2) Not all water use is equal; depending on the source from which a community take its water, certain water involved actions and activities consume water completely and others return water back to the watershed.
- Some communities take their water from local rivers and stream and then treat and return the used water to the same rivers and streams.
- For these communities, water from activities like showering and such is recycled and returned to the local watershed.
- Also water from activities like watering the lawn and washing the car is lost although eventually returned in precipitation.
- Some other communities take their water from the ground; the water from ground aquifers takes years to replenish.
- For these communities, all water is consumed/lost.
3)For every gallon of tap water you use, your utility company has to extract it, clean it, pump it to your house, pump it back out, reclean it, and eventually discharge it.
- supplying a Northern Californian with potable tap water and then treating that water after it spirals down the drain requires about 0.4 kilowatt-hours of electricity per day.
CONCESSION: Thanks to the
hydrologic cycle, we drink and bathe in the same H
2O that rained on the dinosaurs. And, theoretically, at least, the Earth has more than enough for all of us: According to Brian Richter, co-director of the Nature Conservancy's Global Freshwater Program, human activities—agriculture, manufacturing, bathing, drinking, and so on—consume only about 10 percent of the planet's available freshwater supply.

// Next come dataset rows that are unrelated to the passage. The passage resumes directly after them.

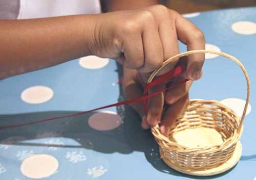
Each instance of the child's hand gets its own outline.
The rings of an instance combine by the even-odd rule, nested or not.
[[[91,52],[146,73],[178,53],[178,39],[189,51],[205,48],[203,33],[192,22],[165,6],[154,5],[98,15]],[[189,60],[187,78],[199,79],[204,56],[202,54]]]
[[[176,81],[179,82],[183,78],[180,76],[176,78]],[[132,107],[138,113],[142,119],[141,126],[148,129],[150,126],[154,126],[160,123],[161,132],[167,136],[173,122],[185,110],[189,103],[189,88],[192,84],[189,81],[172,89],[164,95],[163,93],[159,97],[155,96],[149,101],[149,106],[147,116],[143,113],[142,103],[133,104]],[[127,99],[138,98],[143,95],[144,81],[138,71],[130,70],[124,68],[124,74],[122,82],[123,90]],[[163,87],[158,87],[159,90]],[[163,104],[165,104],[164,109]],[[162,112],[163,115],[162,116]],[[156,119],[147,118],[149,116],[155,117]]]

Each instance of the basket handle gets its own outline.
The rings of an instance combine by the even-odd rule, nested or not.
[[[168,64],[172,62],[175,59],[177,59],[177,58],[179,58],[181,57],[183,57],[186,55],[188,55],[189,54],[196,54],[196,53],[211,53],[213,54],[217,54],[225,57],[227,58],[228,59],[229,59],[230,60],[233,60],[236,63],[236,64],[238,64],[238,65],[239,66],[239,67],[241,68],[242,71],[243,72],[243,73],[245,76],[245,78],[246,79],[246,83],[247,85],[247,93],[246,95],[246,101],[245,102],[245,105],[244,106],[244,108],[243,111],[243,115],[242,115],[242,117],[241,118],[241,121],[240,121],[240,123],[239,124],[239,126],[238,127],[238,133],[239,134],[241,132],[241,130],[242,128],[242,125],[243,125],[243,120],[244,119],[244,117],[245,116],[245,114],[246,113],[246,110],[247,109],[247,107],[248,106],[249,104],[249,99],[250,97],[250,80],[249,78],[249,76],[247,73],[247,72],[246,72],[246,70],[245,70],[245,68],[244,68],[244,66],[243,65],[243,64],[240,62],[240,61],[237,59],[235,57],[232,56],[231,55],[229,55],[227,54],[219,52],[218,51],[212,51],[212,50],[193,50],[193,51],[188,51],[185,53],[182,53],[179,54],[178,54],[175,55],[173,56],[173,57],[170,57],[170,58],[166,60],[165,61],[164,61],[163,63],[163,65],[161,67],[158,68],[157,70],[155,70],[151,74],[151,75],[149,76],[148,81],[147,83],[150,83],[154,79],[154,78],[156,76],[156,75],[158,73],[158,72],[162,69],[165,66],[166,66],[167,64]],[[158,125],[157,125],[158,126]]]

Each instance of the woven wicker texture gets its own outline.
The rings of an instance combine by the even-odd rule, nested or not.
[[[242,124],[250,96],[249,79],[242,63],[232,55],[214,51],[195,50],[177,54],[167,60],[162,67],[154,71],[147,82],[151,82],[158,73],[169,63],[177,61],[177,59],[181,57],[198,53],[217,54],[236,63],[246,79],[247,97],[241,119],[234,111],[217,101],[194,99],[190,101],[185,112],[174,122],[168,137],[162,135],[158,125],[152,127],[152,134],[160,150],[164,152],[161,158],[167,159],[176,166],[188,171],[212,168],[225,162],[232,156],[242,132]],[[178,132],[200,127],[215,129],[221,136],[223,143],[211,147],[196,148],[179,144],[173,138],[174,134]]]

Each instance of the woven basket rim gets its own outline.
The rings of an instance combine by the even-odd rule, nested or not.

I fully agree with Ms. Nina Shen Rastogi; I believe water should be conserved because it is connected with other energy consumption. I checked Indianapolis Water to see where my water is comming from. Indianapolis uses a combination of water from rivers, creeks, streams, and reseviors along with wells and groundwater. This made me wonder whether there was a way to aid our local water treatment plants in being aware of what we are adding to our water supply. Chemicals in cleaners and other things that go down our drains may be introduced to our local rivers and streams.